Entre tantos comentarios que aparecen cada vez que se habla de medicamentos, me detuve especialmente en uno que afirmaba que en Chile prácticamente no existían registros de intoxicaciones por medicamentos.
La realidad es muy distinta.
El CITUC informó que durante 2025 registró 40.199 exposiciones humanas a intoxicaciones, un 13,6% más que el año anterior. Es una cifra que obliga a mirar el problema con seriedad.
Y aquí quiero hacer una precisión importante: no todos esos casos corresponden exclusivamente a medicamentos ni todos requieren hospitalización. Por eso no sería responsable atribuir los 40.199 casos directamente a medicamentos de salud mental o calcular que todos permanecieron siete días hospitalizados.
Pero justamente ahí está la importancia de contar con mejores datos.
Porque si queremos hacer política pública basada en evidencia, necesitamos saber qué sustancias están involucradas, quiénes son los pacientes afectados, dónde ocurren las intoxicaciones, cuál es su gravedad, cuántos requieren atención de urgencia, hospitalización o cuidados intensivos y cuál es finalmente el costo para el sistema de salud.
La dimensión económica tampoco es menor.
Como referencia, una tarifa de Fonasa registra $176.570 para un día cama de hospitalización integral de cuidados básicos. Si hipotéticamente un paciente requiriera siete días de hospitalización, solamente esos días cama representarían cerca de $1,24 millones, sin considerar atención de urgencia, medicamentos, exámenes, profesionales, insumos, procedimientos ni otros costos asociados. Ahora imaginemos el impacto de miles de casos. Ahí comprendemos que prevenir una intoxicación no solamente significa proteger la vida y la salud de una persona. También significa utilizar de manera eficiente los recursos de nuestro sistema sanitario.
Y vuelvo al principio, eficacia y eficiencia.
- Eficacia es que el paciente reciba el medicamento que realmente necesita.
- Eficiencia es que lo reciba de manera segura, oportuna y utilizando correctamente los recursos disponibles.

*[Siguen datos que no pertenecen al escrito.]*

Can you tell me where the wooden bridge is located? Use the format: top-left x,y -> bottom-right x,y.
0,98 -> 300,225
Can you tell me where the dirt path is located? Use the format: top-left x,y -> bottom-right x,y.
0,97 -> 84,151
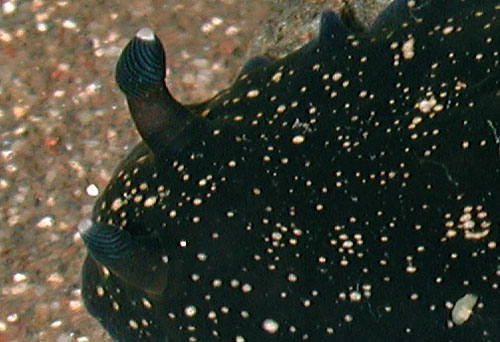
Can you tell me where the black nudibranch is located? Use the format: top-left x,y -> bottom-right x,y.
81,0 -> 500,342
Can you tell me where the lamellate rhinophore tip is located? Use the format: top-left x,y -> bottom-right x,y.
135,27 -> 156,41
116,28 -> 166,97
116,28 -> 206,154
79,222 -> 167,294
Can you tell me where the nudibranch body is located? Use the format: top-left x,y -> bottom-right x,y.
81,0 -> 500,342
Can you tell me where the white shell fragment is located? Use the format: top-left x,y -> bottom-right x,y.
451,293 -> 479,325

Tecnología, regulación, profesionales capacitados y sistemas interoperables pueden ayudarnos a conseguir ambas. Por eso, cuando hablamos de modernizar la venta de medicamentos en Chile, no deberíamos plantearlo como una lucha entre tecnología y regulación, ni entre privados y Estado.
El desafío es mucho más interesante.
Es construir un modelo donde la tecnología permita llegar más lejos, pero donde la regulación y el conocimiento profesional garanticen que lleguemos de manera segura.
- Porque detrás de cada receta existe una persona.
- Detrás de cada medicamento existe un riesgo.
- Y detrás de cada dispensación existe una responsabilidad.
Por eso sigo creyendo en aquella frase que nos acompañó durante nuestros años de estudiantes:
“Sin QF no hay farmacia”.
No porque queramos detener la innovación, todo lo contrario.
Porque queremos que la innovación avance, pero avance con seguridad, con evidencia y poniendo siempre al paciente en el centro.